Scientists at the Technical University of Munich (TUM) had a crazy idea: they wanted to develop a completely new material that went beyond the limits of previous possibilities. Inspired by natural zippers, they aim to construct functional nanostructures “to push the boundaries of man-made structures.”
In nature, zippers are used, for example, in our genetic information, which is encoded in two DNA strands, “zipped” together through a network of hydrogen bonds into a double helix structure. At present, nanoscientists are already able to arrange self-assembling molecular units in nanometric patterns .
EXPLORE A NEW CHEMICAL GROUP
In the current study, scientists from diverse disciplines and nationalities joined forces to explore a new feature in two-dimensional architectures using a chemical group called hydroxamic acid. They prepared a simple building block — a rod-like molecule with a hydroxamic acid group at each end — and inspected its assembly on atomically planar silver and gold surfaces.
“We used a battery of advanced microscopy tools addressing the single molecule, spectroscopic techniques looking at the molecular ensembles combined with theoretical modelling as pieces of evidence to provide some atomistic understanding,” explains Dr. Anthoula Papageorgiou from the TUM Department of Physics.
Their investigations shows that the molecular building block adapts its shape in the environment of the supporting surface and its neighboring molecules. This results in an unusual variety of supramolecular surface motifs. However, only a few of these motifs organize themselves into the favored 2-D crystals.
Among them, an unparalleled network emerged, the pattern of which is reminiscent of images of sliced lemon, snowflakes, or rosettes. They have three differently sized pores that are able to take up small gas molecules, such as carbon monoxide, or small proteins, such as insulin. The inner walls of the obtained nanostructure offer sites that can also direct molecules. This is a milestone in the tessellations achieved by molecular nanostructures and the number of different pores expressed in crystalline 2-D networks.

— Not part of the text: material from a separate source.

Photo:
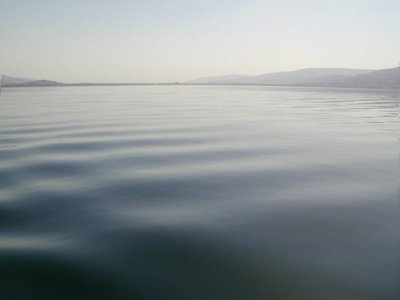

“There are many exciting opportunities and questions arising,” says Anthoula Papageorgiou. “We plan to study the templating capabilities provided by the network pores. We can imagine complex arrays of differently sized nano-objects and rotors. Our ongoing work focuses into stabilizing and functionalizing further such networks.”
With the capability to orient and anchor reversibly molecules, the researches envisage the pores acting as nanoreactors and applications in the fine chemical or pharma industries in the future.